ROANOKE TIMES 
                      Copyright (c) 1996, Roanoke Times

DATE: Monday, May 6, 1996                    TAG: 9605060035
SECTION: EDITORIAL                PAGE: A-6  EDITION: METRO 


MAKE A DEAL IN SEARCH OF A TRAIL PACT

MORE THAN a year after the National Park Service proposed paying Roanoke for ownership or easement rights for 850 acres of city-owned land along the Appalachian Trail, the idea is still just an idea.

Why not make it a reality?

The Appalachian Trail ranks with motherhood and apple pie, in these parts, as a blessing unmarred by fault of any kind. But the matter is touchy, nevertheless, because the land in question, between Tinker Mountain and McAfee Knob in Botetourt and Roanoke counties, is in the watershed of the Carvins Cove Reservoir, the city's sole water supply.

Roanoke officials want to guard the city's ability to protect it.

The park service, for its part, wants to protect the trail and its surrounding land. The two goals are not at cross-purposes. On the contrary, they are mutually supportive.

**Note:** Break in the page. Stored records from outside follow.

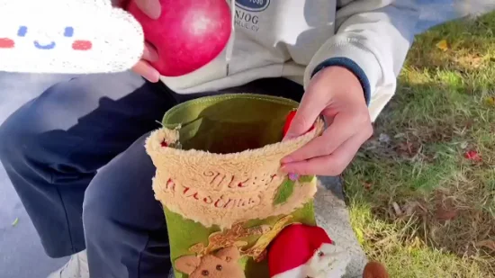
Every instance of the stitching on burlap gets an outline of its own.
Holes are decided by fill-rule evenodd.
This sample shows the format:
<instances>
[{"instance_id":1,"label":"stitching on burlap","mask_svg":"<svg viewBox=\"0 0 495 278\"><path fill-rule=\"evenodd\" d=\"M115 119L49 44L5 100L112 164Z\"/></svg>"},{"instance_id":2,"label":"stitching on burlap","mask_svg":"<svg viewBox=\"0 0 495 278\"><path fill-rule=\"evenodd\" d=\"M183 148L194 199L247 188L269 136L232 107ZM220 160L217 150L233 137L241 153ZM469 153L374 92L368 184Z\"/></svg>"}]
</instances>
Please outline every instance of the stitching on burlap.
<instances>
[{"instance_id":1,"label":"stitching on burlap","mask_svg":"<svg viewBox=\"0 0 495 278\"><path fill-rule=\"evenodd\" d=\"M165 139L174 143L179 131L156 130L146 142L147 151L157 167L153 178L155 198L171 211L205 227L217 225L226 229L238 221L290 214L312 199L316 182L313 179L307 184L296 183L287 201L274 206L273 200L286 175L279 172L280 159L320 135L322 121L319 120L315 127L294 139L235 154L164 148L161 142ZM225 182L222 177L220 183L222 186L211 185L211 176L204 175L209 171L228 175ZM229 178L234 175L256 182L245 187L225 185L230 184ZM271 176L269 184L263 185L257 178L260 176Z\"/></svg>"}]
</instances>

The city readily concurs that the trail, well-maintained along this section and beyond by volunteers in the Roanoke Appalachian Trail Club, makes an excellent neighbor. The city manager says Roanoke is willing to give the trail everything it wants, short of ownership.

No problem. The park service is willing to pay the city for a 1,000-foot-wide easement guaranteeing that the trail and the land surrounding it would stay in its natural state. An easement would leave ownership of the property with the city, and restrict government use of the land to the purpose for which the easement was granted - in this case, passive recreation such as hiking and bird-watching.

The city couldn't ask for a more restrictive use to protect its water supply. But it doesn't plan to allow development in the area anyway, city officials say. Why grant the easement and lose any control?

Well, because the only control that would be lost is the flexibility to allow what both sides say they don't want anyway. An easement would guarantee protection against, say, future roads or radio towers. And the city would be paid for that protection.

So what's holding up talks, not to mention an agreement?

When first approached about the idea, Mayor David Bowers proposed using the money, if there ever were to be any, to contribute to a greenways trust for developing walking and cycling paths in the city. Good idea. It's time Roanoke took him up on it.